Saturday, January 17, 2004

Rebuilding Iraq


I have long advocated that the Iraqi people should have as large a role as possible in rebuilding their own nation. There are a number of reasons for this. Financially, it is much cheaper to rely upon domestic labor than it is to jet in foreign corporations and contractors to do the same work. In terms of experience, Iraqis managed to build their country, rebuild (to the extent possible) after the first Gulf War, and to maintain their infrastructure despite the embargoes - if foreign help is needed, it might be to supplement the local skilled labor, but not to supplant it. In terms of the peace process, allowing Iraqis to rebuild creates local jobs, and it also creates a personal local investment in the rebuilt infrastructure. Generally, people are probably less likely to try to destroy that infrastructure if they have built it, if doing so will incur the wrath of their neighbors, or if doing so will put their neighbors out of work. Further, if permitted to participate meaningfully in the reconstruction, Iraqis will learn the skill set necessary to perform similar tasks and to maintain infrastructure projects without foreign assistance, and to the extent that they work alongside western companies will learn how those businesses operate. The same work performed by a subcontractor from Texas or South Korea? There's no local investment of time and labor, no local ownership interest, and the local people may not perceive much of a benefit.

Further, the operations of various U.S. officers, handed slush funds of money seized from the old Iraqi regime, document that if you improve the lifestyle of the local people and give them work, they are happier and more supportive of the occupation forces. That's just human nature. Freezing the Iraqi people out of the reconstruction and future economy of their own nation seems like a recipe for disaster.

Today, in "The $500 billion fire sale The Guardian points out that some work is being performed by Iraqi "subcontractors" - and some involved in the bidding process are pretty shocked by the financial shenanigans:
For the Iraqi expats in the audience, Basri's is a tough lecture to sit through. "To be honest," says Ed Kubba, a consultant and board member of the American Iraqi Chamber of Commerce, "I don't know where the line is between business and corruption." He points to US companies subcontracting huge taxpayer-funded reconstruction jobs for a fraction of what they are getting paid, then pocketing the difference. "If you take $10m from the US government and sub the job out to Iraqi businesses for a quarter-million, is that business, or is that corruption?"
There is an associated concern among those who are being asked to insure the reconstruction.
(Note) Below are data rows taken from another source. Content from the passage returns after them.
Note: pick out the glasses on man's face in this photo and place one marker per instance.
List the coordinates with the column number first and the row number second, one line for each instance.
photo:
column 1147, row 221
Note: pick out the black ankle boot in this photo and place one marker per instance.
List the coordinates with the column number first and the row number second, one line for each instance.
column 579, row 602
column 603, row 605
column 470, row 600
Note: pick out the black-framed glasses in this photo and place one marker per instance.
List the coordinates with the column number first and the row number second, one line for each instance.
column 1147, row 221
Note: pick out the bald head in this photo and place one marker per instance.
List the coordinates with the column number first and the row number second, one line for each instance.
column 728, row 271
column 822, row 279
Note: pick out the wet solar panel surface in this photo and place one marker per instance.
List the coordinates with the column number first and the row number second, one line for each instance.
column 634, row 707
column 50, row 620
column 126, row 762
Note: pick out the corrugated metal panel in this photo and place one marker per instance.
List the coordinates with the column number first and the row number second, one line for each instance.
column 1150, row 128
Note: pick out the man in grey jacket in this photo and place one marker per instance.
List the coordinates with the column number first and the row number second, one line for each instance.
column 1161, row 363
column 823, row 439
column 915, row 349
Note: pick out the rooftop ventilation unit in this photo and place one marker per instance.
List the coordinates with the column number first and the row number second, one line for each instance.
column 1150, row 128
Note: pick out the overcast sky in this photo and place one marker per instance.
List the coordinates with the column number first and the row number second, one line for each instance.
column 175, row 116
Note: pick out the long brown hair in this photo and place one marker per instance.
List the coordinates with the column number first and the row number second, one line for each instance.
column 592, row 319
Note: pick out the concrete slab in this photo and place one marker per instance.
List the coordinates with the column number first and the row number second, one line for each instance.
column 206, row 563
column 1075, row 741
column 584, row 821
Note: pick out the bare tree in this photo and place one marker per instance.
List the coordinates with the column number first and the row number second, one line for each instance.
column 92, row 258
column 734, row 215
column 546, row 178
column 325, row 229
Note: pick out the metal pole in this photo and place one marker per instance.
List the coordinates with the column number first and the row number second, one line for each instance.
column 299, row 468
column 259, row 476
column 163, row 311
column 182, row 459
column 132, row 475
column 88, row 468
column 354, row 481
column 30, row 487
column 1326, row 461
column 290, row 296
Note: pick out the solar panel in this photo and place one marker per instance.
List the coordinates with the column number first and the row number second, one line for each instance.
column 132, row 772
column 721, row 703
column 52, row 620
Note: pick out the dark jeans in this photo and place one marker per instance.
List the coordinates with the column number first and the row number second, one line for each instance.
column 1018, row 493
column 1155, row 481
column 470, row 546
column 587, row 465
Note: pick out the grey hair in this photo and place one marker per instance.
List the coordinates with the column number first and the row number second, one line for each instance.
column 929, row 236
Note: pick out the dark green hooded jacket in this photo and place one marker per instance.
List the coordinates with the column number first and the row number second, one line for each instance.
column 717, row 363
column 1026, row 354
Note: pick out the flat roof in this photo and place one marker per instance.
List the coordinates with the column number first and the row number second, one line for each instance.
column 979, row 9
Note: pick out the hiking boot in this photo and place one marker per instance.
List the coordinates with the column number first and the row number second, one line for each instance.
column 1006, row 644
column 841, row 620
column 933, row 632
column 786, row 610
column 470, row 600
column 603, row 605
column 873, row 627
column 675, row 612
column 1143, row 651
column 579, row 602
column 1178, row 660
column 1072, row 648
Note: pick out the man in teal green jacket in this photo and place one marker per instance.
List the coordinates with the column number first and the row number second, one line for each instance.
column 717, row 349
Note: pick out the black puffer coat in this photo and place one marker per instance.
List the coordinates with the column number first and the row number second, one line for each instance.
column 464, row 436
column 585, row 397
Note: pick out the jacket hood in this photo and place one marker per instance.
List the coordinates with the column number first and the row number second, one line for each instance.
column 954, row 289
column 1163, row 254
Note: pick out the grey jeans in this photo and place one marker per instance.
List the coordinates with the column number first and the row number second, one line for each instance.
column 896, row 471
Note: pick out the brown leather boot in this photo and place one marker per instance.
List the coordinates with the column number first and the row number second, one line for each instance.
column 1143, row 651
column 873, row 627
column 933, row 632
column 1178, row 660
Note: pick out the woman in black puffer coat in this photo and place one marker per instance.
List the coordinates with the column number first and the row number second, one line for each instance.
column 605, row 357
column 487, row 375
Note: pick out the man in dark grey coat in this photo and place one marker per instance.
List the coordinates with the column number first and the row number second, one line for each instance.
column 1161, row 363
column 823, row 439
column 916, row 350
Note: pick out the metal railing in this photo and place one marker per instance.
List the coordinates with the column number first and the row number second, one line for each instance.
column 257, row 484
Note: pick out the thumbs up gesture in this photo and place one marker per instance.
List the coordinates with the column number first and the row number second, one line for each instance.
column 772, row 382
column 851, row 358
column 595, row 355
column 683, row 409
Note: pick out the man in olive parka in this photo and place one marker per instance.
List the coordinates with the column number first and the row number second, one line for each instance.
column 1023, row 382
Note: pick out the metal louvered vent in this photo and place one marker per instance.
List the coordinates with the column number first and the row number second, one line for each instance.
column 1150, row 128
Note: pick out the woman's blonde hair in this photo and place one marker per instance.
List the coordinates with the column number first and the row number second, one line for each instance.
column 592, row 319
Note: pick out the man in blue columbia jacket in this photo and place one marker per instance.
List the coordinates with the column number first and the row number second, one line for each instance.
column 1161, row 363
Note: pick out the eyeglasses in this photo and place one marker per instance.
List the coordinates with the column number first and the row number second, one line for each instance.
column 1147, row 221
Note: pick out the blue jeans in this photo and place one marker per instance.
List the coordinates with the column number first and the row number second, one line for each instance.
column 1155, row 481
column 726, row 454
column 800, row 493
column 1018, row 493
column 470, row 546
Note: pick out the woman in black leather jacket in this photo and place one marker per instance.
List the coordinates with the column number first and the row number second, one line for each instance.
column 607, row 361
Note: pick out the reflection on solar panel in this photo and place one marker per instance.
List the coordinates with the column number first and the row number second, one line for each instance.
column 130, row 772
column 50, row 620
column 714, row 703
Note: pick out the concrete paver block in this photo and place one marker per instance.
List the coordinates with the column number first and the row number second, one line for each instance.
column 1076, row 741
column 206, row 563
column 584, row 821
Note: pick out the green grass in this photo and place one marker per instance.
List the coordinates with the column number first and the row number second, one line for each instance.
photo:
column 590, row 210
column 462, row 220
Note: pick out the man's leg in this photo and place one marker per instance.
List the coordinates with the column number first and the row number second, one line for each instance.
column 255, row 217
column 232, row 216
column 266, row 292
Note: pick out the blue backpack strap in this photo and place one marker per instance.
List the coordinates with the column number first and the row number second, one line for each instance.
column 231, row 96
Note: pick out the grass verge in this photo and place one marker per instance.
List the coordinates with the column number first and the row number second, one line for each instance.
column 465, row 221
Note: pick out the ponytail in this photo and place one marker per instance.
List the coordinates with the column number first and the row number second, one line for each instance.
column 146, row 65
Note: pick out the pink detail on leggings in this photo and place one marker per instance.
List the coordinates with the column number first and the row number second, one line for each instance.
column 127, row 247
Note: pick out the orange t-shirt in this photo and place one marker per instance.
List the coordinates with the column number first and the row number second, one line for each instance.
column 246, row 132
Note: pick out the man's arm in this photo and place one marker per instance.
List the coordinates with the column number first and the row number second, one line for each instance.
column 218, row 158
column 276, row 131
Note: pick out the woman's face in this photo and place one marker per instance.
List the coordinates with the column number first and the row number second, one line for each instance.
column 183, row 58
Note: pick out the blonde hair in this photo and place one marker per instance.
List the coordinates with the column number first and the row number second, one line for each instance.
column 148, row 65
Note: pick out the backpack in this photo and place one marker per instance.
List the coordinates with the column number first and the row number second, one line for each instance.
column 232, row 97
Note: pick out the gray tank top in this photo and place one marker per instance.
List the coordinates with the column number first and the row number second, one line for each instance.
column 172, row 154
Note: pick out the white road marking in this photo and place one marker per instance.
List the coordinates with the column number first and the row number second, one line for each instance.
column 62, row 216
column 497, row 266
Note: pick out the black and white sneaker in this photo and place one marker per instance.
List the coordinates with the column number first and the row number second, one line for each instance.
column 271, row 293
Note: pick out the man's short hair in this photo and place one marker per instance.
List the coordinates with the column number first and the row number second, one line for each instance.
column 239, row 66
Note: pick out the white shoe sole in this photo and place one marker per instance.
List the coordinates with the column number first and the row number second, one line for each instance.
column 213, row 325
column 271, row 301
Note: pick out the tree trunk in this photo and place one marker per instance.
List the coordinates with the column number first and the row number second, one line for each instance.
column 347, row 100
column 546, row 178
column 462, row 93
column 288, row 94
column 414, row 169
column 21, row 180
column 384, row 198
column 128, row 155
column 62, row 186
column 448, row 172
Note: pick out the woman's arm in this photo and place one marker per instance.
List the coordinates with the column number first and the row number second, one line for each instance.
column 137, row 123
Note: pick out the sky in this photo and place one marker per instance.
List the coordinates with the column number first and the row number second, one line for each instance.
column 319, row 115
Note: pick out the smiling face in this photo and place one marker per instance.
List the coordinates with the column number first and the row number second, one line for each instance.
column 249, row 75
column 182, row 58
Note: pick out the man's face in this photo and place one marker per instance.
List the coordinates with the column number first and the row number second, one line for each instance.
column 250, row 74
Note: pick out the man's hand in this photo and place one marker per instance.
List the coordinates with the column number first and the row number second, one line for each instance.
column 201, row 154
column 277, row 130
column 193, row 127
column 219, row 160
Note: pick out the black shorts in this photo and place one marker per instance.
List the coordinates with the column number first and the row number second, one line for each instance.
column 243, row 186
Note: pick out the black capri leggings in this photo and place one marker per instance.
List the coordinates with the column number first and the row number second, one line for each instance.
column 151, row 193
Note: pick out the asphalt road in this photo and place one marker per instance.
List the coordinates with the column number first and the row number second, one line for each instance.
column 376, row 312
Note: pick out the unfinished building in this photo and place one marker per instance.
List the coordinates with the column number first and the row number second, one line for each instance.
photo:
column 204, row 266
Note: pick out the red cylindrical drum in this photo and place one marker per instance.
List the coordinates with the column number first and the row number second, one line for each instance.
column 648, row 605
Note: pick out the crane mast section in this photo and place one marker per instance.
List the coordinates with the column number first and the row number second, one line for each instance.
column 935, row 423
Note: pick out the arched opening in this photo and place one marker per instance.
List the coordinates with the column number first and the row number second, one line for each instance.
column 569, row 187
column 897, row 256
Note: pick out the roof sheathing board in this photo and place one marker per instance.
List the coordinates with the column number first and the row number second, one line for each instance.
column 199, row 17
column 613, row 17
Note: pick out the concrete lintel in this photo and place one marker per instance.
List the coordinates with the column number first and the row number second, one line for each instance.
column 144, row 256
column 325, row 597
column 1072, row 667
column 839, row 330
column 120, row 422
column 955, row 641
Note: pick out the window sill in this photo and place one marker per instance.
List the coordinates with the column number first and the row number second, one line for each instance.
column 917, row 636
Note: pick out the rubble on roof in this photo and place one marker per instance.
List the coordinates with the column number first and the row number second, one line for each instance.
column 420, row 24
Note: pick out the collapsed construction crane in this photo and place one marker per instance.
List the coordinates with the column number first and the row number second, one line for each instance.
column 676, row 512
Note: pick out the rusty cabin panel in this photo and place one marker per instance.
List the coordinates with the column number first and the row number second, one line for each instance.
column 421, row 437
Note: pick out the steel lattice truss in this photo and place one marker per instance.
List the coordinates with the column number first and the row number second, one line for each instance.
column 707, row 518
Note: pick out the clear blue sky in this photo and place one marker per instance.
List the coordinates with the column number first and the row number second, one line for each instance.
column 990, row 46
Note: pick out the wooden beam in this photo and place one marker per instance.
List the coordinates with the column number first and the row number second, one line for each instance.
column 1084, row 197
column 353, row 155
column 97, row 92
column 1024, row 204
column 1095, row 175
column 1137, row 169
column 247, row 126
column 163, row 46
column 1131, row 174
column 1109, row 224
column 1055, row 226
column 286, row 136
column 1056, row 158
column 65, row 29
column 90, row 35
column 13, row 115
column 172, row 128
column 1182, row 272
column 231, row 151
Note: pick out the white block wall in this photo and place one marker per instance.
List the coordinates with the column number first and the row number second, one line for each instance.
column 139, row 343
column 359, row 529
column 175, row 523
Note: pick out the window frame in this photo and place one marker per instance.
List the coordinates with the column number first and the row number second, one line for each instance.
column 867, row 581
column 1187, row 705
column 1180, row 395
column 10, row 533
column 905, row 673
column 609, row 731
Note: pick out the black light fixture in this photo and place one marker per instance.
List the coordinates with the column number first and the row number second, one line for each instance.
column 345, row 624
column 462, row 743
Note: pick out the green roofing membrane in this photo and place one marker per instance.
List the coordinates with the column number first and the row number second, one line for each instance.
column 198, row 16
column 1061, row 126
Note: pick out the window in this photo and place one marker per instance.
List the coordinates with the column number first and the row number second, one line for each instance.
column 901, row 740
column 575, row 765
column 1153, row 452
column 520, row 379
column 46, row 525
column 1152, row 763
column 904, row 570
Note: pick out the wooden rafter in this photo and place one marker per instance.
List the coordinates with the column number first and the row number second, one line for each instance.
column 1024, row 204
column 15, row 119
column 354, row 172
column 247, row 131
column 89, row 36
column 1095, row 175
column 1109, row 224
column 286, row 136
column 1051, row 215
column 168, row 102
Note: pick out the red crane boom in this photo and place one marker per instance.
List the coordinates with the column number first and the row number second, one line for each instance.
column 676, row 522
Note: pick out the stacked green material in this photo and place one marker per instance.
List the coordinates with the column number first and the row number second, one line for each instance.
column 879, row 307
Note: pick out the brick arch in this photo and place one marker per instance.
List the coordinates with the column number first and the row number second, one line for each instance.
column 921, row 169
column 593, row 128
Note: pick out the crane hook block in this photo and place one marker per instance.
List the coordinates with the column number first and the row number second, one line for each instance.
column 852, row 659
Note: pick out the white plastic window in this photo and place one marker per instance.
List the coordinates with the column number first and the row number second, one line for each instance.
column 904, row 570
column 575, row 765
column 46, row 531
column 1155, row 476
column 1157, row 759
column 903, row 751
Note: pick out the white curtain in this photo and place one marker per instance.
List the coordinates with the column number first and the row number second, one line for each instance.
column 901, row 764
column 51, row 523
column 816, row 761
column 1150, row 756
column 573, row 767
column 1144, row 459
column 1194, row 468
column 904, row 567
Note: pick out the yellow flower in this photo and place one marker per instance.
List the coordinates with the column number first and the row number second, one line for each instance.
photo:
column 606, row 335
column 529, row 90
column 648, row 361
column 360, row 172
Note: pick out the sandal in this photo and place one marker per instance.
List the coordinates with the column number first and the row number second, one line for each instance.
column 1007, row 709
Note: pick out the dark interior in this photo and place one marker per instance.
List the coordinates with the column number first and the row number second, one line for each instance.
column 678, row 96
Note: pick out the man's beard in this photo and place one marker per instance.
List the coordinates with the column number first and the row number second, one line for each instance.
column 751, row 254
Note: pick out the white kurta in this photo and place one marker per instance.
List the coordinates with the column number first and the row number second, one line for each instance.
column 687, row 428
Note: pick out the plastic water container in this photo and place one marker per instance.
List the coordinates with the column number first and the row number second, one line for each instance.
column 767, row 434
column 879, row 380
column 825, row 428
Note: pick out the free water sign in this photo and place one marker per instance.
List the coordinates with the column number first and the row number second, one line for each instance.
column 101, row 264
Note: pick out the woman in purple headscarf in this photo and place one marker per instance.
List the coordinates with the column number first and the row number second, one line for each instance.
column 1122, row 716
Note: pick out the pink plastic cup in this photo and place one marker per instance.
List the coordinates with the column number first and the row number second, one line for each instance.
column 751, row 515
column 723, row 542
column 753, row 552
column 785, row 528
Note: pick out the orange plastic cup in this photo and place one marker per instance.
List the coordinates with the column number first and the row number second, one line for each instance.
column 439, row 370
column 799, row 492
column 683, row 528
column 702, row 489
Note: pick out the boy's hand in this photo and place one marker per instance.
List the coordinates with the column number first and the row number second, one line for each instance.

Initially contractors and subcontractors were insured through the federal USAID program.
But with bidding now starting on Iraq's state-owned firms, and foreign banks ready to open branches in Baghdad, the insurance issue is suddenly urgent. Many of the speakers admit that the economic risks of going into Iraq without coverage are huge: privatised firms could be renationalised, foreign ownership rules could be reinstated and contracts signed with the CPA could be torn up. Normally, multi-nationals protect themselves against this sort of thing by buying "political risk" insurance. Before he got the top job in Iraq, this was Bremer's business - selling political risk, expropriation and terrorism insurance at Marsh & McLennan Companies, the largest insurance brokerage firm in the world. Yet, in Iraq, he has overseen the creation of a business climate so volatile that private insurers, including his old colleagues at Marsh & McLennan, are simply unwilling to take the risk. Bremer's Iraq is, by all accounts, uninsurable.
Investors from the United States are being assured that U.S. tax dollars will protect them:
A US government agency, Opic provides loans and insurance to US companies investing abroad. And while Lempres agrees with earlier speakers that the risks in Iraq are "extraordinary and unusual", he also says that "Opic is different. We do not exist primarily to generate profit." Instead, Opic exists to "support US foreign policy". And since turning Iraq into a free-trade zone is a top Bush policy goal, Opic will be there to help out. Earlier that same day, Bush signed legislation providing "the agency with enhancements to its political risk-insurance programme", according to an Opic press release.
While Opic is supposed to operate at no cost to taxpayers, its spokesperson was unable to explain how it could do so if there were a multi-billion dollar expropriation and re-regulation by the new government of Iraq. (Microsoft, which plans to invest, understands where the Bush Administration and Opic have shifted the risk of loss. According to their spokesman, "In theory," he says, "the US treasury stands behind us.")

Some have pointed out that this creates a double standard, where Iraq's economy is subjected to "free market" forces, but the U.S. companies which are taking it over are heavily subsidized.